A new malware is gaining traction among ransomware actors for post-exploitation activities. Threat actors are using a malware called Skitnet to siphon off sensitive data and maintain remote access over the victim machines.
The malware, also dubbed Bossnet, came into the limelight in early 2025 when ransomware operators like Black Basta began using it in their phishing campaigns, especially the ones disguised as Microsoft Teams messages, even though it was initially advertised on the underground forums in April 2024.
Developed by threat actor LARVA-306 using multiple programming languages like Rust and Nim, Skitnet is a sophisticated multi-stage malware with striking features, including a reverse shell over DNS that allows attackers to evade detection and maintain remote access.

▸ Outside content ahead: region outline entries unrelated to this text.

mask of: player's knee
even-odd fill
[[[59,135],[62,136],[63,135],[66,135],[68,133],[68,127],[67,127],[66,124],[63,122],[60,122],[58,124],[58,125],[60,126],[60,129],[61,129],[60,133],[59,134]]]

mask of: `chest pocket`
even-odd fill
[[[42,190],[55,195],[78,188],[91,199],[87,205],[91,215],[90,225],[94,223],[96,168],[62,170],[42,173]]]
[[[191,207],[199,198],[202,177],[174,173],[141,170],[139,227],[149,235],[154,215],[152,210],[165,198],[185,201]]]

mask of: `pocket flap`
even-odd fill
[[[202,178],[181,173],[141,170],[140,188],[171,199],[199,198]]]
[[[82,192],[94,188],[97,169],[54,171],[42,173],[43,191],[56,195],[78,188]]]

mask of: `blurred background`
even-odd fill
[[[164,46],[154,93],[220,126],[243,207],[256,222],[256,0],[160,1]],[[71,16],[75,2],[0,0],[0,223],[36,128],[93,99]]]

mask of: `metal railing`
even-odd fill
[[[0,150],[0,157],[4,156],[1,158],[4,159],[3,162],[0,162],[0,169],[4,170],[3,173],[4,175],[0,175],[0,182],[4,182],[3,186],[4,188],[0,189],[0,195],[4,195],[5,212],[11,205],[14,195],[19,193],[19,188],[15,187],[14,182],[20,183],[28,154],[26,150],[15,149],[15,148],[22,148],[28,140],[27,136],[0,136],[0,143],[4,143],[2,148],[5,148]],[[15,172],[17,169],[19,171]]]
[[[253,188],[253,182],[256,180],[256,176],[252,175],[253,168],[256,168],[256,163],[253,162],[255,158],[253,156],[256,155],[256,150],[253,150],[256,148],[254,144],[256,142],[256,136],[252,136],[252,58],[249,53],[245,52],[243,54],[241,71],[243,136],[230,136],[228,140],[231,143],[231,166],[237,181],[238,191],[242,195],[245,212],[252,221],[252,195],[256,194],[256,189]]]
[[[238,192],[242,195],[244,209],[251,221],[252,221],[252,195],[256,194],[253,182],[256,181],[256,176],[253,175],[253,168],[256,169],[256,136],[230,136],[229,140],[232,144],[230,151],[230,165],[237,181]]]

The malware decrypts and runs a Nim-based payload that establishes a channel with a command-and-control (C2) server via DNS queries. It avoids traditional security detections by dynamically resolving API functions.
The malware continuously sends DNS requests to extract and execute attacker commands while transmitting the results back. The other notable features of Skitnet include persistence mechanisms, data exfiltration, remote access tools, and the deployment of additional malware via a .NET loader. It also supports PowerShell commands like taking screenshots, gathering antivirus information, executing remote scripts, and installing remote desktop tools like AnyDesk or Remote Utilities.
Meanwhile, Zscaler ThreatLabz reported a new malware loader, TransferLoader, used to deploy the Morpheus ransomware, which recently targeted an American law firm. Suspected to be active at least since February 2025, TransferLoader includes a downloader, a backdoor, and a specialized loader. It uses PFS (InterPlanetary File System) as a fallback C2 channel and employs obfuscation techniques, making the reverse engineering process more challenging.
The emerging use of Skitnet and TransferLoader highlights how malicious actors are trying to bypass security systems by adopting stealthy, modular tools that use non-traditional communication channels and multi-language architectures.